Теперь он будет тянуть, сам не зная, что, мучиться, сам не зная, за что, и все будет стараться, во что бы то ни стало, закруглить фразу:
— Милостивые государи и милостивые государыни, — скажет он, если даже среди присутствующих не найдется ни одной дамы. — Мы собрались под этой гостеприимной кровлей для обсуждения… мм-мя… мм-мя… интересного для нас вопроса…
Все, конечно, сами знают, для чего собрались, но все понимают, что раз он записан и говорит в очередь, то он уже не человек, а оратор, и от него все нужно стерпеть.

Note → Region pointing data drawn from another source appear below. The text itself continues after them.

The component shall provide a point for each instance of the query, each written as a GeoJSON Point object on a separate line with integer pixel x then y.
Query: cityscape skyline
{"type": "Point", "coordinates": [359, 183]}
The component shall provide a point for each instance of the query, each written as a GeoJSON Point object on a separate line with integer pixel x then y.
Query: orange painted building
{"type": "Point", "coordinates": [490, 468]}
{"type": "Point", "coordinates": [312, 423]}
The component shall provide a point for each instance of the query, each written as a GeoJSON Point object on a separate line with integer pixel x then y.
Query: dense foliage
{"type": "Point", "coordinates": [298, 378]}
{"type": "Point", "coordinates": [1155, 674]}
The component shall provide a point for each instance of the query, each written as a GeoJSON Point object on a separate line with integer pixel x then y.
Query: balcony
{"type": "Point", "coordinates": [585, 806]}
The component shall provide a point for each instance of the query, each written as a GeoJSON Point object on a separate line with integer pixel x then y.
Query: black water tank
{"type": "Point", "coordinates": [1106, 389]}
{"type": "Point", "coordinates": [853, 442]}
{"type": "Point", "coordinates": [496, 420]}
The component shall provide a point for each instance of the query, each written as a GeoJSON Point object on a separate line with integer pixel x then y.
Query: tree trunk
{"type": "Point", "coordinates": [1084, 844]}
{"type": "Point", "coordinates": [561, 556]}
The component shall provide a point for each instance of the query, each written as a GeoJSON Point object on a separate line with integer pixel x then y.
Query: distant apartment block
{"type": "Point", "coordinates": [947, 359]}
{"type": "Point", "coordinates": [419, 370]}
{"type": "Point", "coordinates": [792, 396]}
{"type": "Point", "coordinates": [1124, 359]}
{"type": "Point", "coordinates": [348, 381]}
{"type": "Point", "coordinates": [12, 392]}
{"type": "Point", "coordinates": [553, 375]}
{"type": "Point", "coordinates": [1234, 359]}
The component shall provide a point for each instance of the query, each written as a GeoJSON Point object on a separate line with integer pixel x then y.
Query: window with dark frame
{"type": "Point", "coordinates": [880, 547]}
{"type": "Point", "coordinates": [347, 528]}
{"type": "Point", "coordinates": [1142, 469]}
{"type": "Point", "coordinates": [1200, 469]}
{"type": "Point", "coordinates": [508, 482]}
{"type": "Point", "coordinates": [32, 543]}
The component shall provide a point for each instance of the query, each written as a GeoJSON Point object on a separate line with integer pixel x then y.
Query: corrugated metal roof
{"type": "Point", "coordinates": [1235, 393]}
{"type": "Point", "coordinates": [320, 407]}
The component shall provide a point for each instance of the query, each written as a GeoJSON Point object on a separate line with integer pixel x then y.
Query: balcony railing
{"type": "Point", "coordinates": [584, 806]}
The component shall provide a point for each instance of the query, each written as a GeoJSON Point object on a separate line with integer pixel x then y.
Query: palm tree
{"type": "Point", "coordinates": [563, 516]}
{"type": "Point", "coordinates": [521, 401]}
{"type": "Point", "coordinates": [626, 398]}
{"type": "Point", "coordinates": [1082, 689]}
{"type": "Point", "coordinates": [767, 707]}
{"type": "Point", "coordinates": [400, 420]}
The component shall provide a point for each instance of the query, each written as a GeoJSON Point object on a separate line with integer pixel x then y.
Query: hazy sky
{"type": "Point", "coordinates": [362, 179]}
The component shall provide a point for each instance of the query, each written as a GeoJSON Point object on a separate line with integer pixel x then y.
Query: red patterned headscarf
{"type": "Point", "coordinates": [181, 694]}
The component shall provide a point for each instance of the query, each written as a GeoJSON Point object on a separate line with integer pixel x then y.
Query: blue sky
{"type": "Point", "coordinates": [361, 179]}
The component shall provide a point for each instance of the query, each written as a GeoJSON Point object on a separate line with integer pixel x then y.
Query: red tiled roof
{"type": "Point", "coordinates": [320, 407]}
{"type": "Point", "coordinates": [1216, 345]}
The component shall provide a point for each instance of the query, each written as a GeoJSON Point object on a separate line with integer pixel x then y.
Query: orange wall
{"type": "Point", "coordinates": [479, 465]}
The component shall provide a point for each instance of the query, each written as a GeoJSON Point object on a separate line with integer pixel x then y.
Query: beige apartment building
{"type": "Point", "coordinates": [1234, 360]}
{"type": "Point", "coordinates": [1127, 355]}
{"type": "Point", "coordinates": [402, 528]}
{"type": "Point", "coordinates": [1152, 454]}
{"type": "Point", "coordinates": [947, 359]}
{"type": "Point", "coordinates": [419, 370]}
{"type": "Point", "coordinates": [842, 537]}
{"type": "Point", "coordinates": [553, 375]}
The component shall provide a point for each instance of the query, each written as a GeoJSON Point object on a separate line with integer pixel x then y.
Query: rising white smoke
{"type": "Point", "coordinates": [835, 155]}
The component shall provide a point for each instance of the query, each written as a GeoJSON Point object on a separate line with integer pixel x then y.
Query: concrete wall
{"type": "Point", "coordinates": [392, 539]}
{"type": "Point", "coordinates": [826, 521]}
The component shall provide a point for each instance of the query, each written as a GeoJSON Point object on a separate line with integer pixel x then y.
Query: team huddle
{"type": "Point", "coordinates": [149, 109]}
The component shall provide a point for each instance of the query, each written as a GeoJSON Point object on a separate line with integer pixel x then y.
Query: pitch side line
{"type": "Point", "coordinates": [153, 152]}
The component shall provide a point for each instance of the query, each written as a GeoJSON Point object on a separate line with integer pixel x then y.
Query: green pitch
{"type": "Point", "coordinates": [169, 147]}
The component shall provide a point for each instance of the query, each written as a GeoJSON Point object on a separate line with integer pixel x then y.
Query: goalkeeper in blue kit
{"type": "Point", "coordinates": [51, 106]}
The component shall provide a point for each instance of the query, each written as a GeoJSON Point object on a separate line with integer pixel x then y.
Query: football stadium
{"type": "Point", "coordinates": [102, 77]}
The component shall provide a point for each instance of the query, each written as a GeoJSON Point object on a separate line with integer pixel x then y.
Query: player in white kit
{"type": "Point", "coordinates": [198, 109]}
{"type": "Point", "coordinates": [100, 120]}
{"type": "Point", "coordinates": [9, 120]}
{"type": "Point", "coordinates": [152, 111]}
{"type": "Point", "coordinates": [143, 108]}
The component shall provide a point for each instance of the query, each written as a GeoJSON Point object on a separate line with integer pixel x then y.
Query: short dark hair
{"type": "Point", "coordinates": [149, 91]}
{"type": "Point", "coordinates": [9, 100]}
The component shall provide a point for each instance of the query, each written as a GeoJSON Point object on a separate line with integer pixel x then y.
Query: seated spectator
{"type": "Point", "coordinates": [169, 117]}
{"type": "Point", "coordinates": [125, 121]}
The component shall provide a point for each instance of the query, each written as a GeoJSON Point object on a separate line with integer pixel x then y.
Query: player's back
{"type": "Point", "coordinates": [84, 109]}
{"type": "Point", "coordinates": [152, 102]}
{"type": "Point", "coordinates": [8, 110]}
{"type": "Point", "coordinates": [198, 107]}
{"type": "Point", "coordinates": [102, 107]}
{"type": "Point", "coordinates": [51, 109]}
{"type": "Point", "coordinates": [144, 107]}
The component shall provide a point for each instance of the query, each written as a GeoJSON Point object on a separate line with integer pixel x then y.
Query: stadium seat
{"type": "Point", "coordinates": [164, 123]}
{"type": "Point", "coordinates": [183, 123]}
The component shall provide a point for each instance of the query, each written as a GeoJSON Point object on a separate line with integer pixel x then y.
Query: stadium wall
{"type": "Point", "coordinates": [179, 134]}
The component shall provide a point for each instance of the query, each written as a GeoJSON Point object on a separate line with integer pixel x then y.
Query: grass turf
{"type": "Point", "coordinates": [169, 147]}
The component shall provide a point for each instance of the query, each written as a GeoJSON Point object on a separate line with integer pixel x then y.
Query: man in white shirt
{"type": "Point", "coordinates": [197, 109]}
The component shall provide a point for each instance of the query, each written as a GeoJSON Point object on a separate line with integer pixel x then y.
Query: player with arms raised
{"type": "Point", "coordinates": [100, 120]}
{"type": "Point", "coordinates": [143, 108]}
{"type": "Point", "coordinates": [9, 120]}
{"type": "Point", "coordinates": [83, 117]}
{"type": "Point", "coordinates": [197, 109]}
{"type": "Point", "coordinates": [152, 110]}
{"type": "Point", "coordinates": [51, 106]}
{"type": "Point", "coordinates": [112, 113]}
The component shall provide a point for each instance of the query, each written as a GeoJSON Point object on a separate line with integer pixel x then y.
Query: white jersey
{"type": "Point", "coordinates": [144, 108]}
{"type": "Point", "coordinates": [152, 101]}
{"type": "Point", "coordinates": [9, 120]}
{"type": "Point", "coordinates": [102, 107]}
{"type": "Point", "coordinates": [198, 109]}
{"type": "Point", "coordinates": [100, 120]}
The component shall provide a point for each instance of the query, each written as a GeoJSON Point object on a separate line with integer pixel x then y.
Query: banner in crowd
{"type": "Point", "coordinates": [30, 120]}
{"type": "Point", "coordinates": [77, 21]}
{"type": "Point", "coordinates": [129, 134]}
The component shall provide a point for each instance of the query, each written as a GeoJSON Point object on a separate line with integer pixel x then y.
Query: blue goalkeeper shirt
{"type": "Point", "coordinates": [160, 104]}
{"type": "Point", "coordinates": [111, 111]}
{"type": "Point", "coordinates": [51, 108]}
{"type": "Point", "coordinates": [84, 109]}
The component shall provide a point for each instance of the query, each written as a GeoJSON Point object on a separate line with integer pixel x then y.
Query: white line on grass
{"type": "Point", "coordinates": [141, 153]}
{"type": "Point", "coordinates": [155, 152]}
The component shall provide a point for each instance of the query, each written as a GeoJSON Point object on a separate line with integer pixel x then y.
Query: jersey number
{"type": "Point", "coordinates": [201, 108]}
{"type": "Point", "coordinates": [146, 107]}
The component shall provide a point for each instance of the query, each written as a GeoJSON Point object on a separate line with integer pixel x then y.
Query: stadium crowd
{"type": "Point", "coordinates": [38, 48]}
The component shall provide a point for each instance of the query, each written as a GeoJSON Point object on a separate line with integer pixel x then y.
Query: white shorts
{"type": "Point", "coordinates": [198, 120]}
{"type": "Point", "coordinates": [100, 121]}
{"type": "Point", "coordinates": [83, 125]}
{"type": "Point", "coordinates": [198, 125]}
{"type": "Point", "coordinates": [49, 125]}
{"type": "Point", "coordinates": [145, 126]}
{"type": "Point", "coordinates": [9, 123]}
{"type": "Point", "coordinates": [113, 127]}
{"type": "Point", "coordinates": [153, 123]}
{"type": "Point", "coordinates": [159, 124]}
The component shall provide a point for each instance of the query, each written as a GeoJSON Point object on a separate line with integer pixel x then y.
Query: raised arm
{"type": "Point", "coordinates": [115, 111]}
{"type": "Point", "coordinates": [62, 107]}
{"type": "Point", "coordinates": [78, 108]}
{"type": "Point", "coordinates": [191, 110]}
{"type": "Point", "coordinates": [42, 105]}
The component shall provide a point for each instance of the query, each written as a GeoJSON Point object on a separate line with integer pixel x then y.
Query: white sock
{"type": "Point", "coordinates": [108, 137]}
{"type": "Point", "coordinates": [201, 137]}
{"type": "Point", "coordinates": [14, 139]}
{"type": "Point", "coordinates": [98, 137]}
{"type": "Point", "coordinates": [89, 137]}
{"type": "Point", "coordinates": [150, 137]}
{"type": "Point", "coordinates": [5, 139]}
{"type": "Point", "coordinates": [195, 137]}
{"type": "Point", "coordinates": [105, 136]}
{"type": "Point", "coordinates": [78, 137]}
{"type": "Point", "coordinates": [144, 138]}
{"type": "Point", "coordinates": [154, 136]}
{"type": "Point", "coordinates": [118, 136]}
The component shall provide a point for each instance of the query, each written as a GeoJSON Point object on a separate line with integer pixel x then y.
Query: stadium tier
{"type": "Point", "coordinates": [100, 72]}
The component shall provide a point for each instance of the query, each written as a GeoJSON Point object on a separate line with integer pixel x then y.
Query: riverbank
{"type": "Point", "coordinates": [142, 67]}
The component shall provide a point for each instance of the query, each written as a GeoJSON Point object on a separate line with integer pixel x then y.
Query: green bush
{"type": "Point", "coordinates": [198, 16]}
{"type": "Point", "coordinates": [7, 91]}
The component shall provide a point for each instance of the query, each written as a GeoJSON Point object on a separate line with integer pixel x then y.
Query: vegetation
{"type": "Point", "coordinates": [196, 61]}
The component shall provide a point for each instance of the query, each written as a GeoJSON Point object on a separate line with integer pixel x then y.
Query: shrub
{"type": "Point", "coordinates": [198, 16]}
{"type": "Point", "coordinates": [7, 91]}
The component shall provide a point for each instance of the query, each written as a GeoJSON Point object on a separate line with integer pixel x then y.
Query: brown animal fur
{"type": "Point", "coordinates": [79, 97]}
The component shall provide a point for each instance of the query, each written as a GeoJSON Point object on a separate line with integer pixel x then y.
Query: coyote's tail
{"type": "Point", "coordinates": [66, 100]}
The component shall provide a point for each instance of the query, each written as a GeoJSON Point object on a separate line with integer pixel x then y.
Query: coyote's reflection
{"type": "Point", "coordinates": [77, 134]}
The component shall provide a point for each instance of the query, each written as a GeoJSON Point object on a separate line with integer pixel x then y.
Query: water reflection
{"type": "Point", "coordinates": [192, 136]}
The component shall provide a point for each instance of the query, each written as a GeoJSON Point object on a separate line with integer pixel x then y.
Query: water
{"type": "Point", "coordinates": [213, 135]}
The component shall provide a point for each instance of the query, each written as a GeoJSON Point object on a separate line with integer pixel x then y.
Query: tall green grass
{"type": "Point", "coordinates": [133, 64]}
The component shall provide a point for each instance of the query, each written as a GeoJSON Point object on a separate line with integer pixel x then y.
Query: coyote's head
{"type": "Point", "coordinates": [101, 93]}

— Так что же, господа, — спросит какая-нибудь простая душа, когда оратор смолкнет, — концерт мы устраиваем или спектакль?
— Позвольте, теперь очередь Сергея Аркадьевича.
Сергей Аркадьевич встанет и приступит прямо к делу:
— Милостивые государи и милостивые государыни. Для того, чтобы уяснить себе вопрос благотворительности, мы должны осветить его историческим фонарем. Пойдем смело в глубь веков и спросим тень мм-мя… мм-мя… тень Муция Сцеволы и мм-мя… мм-мя… Марка Аврелия…
Когда они будут расходиться по домам, вспотевшие, утомленные, охрипшие и увядшие, кто-нибудь, самый добросовестный, спросит просто:
— Ну, а как же, господа, быть насчет концерта? Устраивать, или лучше спектакль?
— Да как вам сказать, — ответят равнодушно другие ораторы, — можно и концерт, можно и спектакль. Посмотрим, каких артистов легче будет достать.
И тень Марка Аврелия кротко улыбнется из глубины веков.